Einerseits reinigt die Blutentnahme (bis zu 50 Milliliter pro Blutegel, einschließlich Nachblutung) das Tuch aus dem "alten Blut". So kann die Gelenkentzündung zum Erliegen kommen, der Gelenkraum, in dem sich oft Knorpelschmutz ablagert, gesäubert werden, mit dem zukünftige entzündliche Zustände verhindert werden können. Der Eingriff dauerte 1,5 bis 2 Std. und nach einigen Tagen kann das Glied wieder vollständig belastbar sein.

In jedem Falle sollte der Betroffene auf die Zeichen seines Körpers achten und bei wieder auftretenden Beschwerden eine Zwischenstation einlegen.
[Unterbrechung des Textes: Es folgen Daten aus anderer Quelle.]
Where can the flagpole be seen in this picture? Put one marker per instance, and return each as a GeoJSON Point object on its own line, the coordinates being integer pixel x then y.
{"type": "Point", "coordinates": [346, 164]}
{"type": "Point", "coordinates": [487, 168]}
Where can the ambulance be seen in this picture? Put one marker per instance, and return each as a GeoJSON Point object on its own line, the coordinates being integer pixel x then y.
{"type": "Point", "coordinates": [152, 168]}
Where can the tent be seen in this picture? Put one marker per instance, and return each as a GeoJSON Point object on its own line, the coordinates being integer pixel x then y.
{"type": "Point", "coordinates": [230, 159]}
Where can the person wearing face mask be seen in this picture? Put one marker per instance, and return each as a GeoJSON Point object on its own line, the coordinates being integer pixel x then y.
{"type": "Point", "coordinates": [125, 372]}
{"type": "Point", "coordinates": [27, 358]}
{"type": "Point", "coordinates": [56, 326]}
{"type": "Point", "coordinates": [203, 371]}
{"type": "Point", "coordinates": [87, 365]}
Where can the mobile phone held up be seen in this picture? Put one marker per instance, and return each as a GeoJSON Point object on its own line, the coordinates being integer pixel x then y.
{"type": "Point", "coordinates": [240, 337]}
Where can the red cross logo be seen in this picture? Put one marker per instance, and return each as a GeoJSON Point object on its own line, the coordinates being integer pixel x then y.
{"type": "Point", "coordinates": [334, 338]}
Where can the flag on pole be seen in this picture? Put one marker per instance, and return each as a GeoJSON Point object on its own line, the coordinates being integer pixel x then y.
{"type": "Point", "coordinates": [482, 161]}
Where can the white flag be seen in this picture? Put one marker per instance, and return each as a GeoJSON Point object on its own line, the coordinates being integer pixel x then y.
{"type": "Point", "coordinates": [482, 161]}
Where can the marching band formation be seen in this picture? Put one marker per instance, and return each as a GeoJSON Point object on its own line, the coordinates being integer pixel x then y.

Das Gelenk wird von den Muskelgruppen verschoben und ein negatives Zusammenwirken von Synergien und Gegenläufern kann zu schmerzhaften Zuständen führen. Arthrosen treten in den seltensten Fällen allein auf, und es gibt viele Hinweise darauf, dass eine generelle Veränderung der Stoffwechselsituation die Entwicklung und den Fortschritt der Arthrose drosseln kann.

Fettleibigkeit ist nicht nur durch ihr hohes Gewicht ein Beitrag zur Entstehung der Arthrose, sondern es sind auch die Lipidzellen selbst, die die Entartung des Bewegungsapparates und damit auch des Knorpels durch die Freisetzung von entzündungsfördernden Zytokinen vorantreiben. Auch eine generell unzureichende Nährstoff- und Flüssigkeitsversorgung der Gelenkknochen kann durch eine vermehrte Harnstoffsäure im Blutsystem und durch eine generelle Chronifizierung des Weichteilgewebes gefördert werden.
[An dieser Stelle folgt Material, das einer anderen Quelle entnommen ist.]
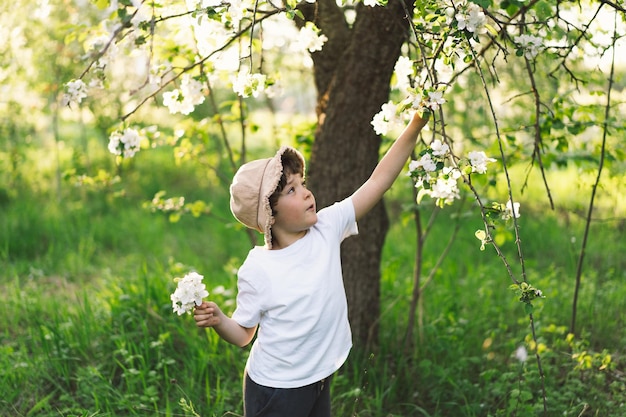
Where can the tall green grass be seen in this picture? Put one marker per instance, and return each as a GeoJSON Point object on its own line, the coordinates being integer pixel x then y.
{"type": "Point", "coordinates": [86, 326]}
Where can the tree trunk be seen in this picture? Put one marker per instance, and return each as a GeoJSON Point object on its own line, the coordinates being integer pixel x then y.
{"type": "Point", "coordinates": [352, 75]}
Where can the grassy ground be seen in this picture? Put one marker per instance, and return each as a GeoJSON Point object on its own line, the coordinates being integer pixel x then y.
{"type": "Point", "coordinates": [86, 326]}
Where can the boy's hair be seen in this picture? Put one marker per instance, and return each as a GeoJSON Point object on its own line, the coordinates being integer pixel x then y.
{"type": "Point", "coordinates": [292, 164]}
{"type": "Point", "coordinates": [255, 182]}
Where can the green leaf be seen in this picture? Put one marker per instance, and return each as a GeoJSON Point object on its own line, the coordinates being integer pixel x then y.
{"type": "Point", "coordinates": [528, 308]}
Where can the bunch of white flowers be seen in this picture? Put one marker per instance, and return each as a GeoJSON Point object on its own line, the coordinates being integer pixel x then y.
{"type": "Point", "coordinates": [75, 92]}
{"type": "Point", "coordinates": [435, 179]}
{"type": "Point", "coordinates": [189, 293]}
{"type": "Point", "coordinates": [126, 143]}
{"type": "Point", "coordinates": [530, 45]}
{"type": "Point", "coordinates": [472, 19]}
{"type": "Point", "coordinates": [391, 114]}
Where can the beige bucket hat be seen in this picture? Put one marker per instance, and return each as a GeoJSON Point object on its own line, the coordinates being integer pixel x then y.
{"type": "Point", "coordinates": [253, 184]}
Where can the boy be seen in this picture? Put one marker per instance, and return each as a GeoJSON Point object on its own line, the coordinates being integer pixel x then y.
{"type": "Point", "coordinates": [291, 289]}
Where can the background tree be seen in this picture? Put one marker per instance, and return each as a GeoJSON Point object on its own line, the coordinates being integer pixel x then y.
{"type": "Point", "coordinates": [352, 74]}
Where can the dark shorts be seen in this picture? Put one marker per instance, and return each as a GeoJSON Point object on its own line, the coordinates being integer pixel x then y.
{"type": "Point", "coordinates": [308, 401]}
Es ist bekannt, dass viele Arten, wie z. B. Hagebutten und Teufelskrallen, unmittelbar auf die Gelenkentnahme einwirken und bei der Therapie von Osteoarthritis berücksichtigt werden sollten. Ratschläge und Tips, die Sie auf unserer Website vorfinden, sind kein Ersatz für eine kompetente Diagnostik und Therapie.